En fin, que me he tragado todo con obediencia supersticiosa. Qué voy a hacer, si soy de esos ingenuos que creen en Santa Claus sólo porque lo vieron caer de la chimenea. Aunque, ya en la práctica, incluso los fanáticos sabemos ser escépticos, por eso es que a Afrodita le creo solamente lo que me conviene. Descreo profundamente, por ejemplo, de la cláusula 195 de nuestro contrato, especialmente de su inciso C. Eso de que ella pueda ser mujer para cualquiera menos para mí me parece una exclusión insensible, inhumana e intolerable. Es decir, tolerable sólo para quien gusta de cortejar mujeres imposibles.
—La profesión de musa, coleguita, es bastante menos etérea y mucho más sacrificada de lo que deja ver el estereotipo.
—¿No tendrías que hablar con acento madrileño? —súbitamente me urge que me ayude a creerle.
—No, colega. Yo pertenezco a Unamuno.
—¿A don Miguel?
—A la Unión Nacional de Musas Novelistas. Las únicas autorizadas para operar en territorio nacional. Las demás son piratas, yo sé lo que le digo.
—Querrás decir musas de novelistas.
—Cuidado, coleguita, no se equivoque. Nos costó muchos años conquistar esa reivindicación que ahora usted pretende regatearnos. ¿Ya se puso a pensar que un día no muy lejano acabaremos dividiendo las regalías? Por lo pronto, y en unos cuantos días, cuando ya haya podido apreciar la calidad de mi trabajo, se va dar cuenta de que el novelista viene a ser algo así como un ejecutivo de la musa. Un secretario, incluso.
Cuando se cree en una mujer imposible, poco importa que sea una legalista sin corazón, una impostora sistemática, una sindicalista mesiánica o una extorsionadora espiritual. Se cree en ella no tanto a pesar de una o más de esas cosas, como precisamente por su causa. Se cree en ella hasta el fin porque al final puede uno vivir sin ella, pero no sin contarla fervientemente a ella. Y cree uno en las cosas que cuenta porque es la única forma de que algún día sucedan.

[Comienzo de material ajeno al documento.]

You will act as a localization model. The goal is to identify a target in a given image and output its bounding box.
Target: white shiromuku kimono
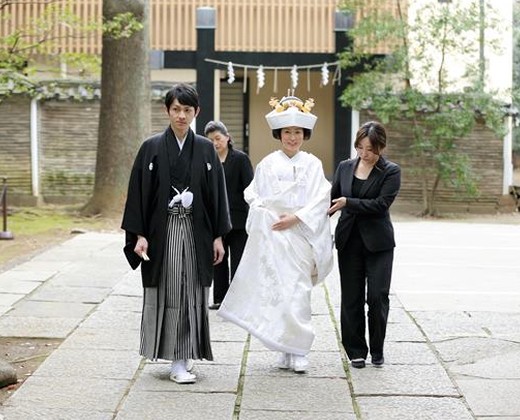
[217,151,333,355]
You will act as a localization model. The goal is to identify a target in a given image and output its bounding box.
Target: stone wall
[0,97,503,213]
[0,97,168,205]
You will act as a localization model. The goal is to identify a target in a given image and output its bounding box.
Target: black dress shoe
[372,356,385,367]
[350,359,365,369]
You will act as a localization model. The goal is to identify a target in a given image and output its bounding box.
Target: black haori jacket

—Debe de haber millones de hechos verdaderos que hasta hoy todavía siguen sin pasar… —no sé si un día voy a acostumbrarme a apuntar sin complejos los comentarios de Afrodita del Carmen. Por un lado, me sigue intimidando que aborde así mi tren de pensamiento, por el otro me niego a darle gasolina para esos extremismos de índole golpista según los cuales yo tendría que ser su mayordomo —…anótelo, no se haga el occiso, si no luego qué va a escribir en El Boomeran(g).
—Llena eres de gracia, Afrodita del Carmen —comento de repente, mientras voy anotando en el cuaderno.
—Amén, coleguita —en términos concretos, uno cree en las mujeres imposibles porque sólo ellas llenan los altares. Lo demás ya es superstición y fanatismo.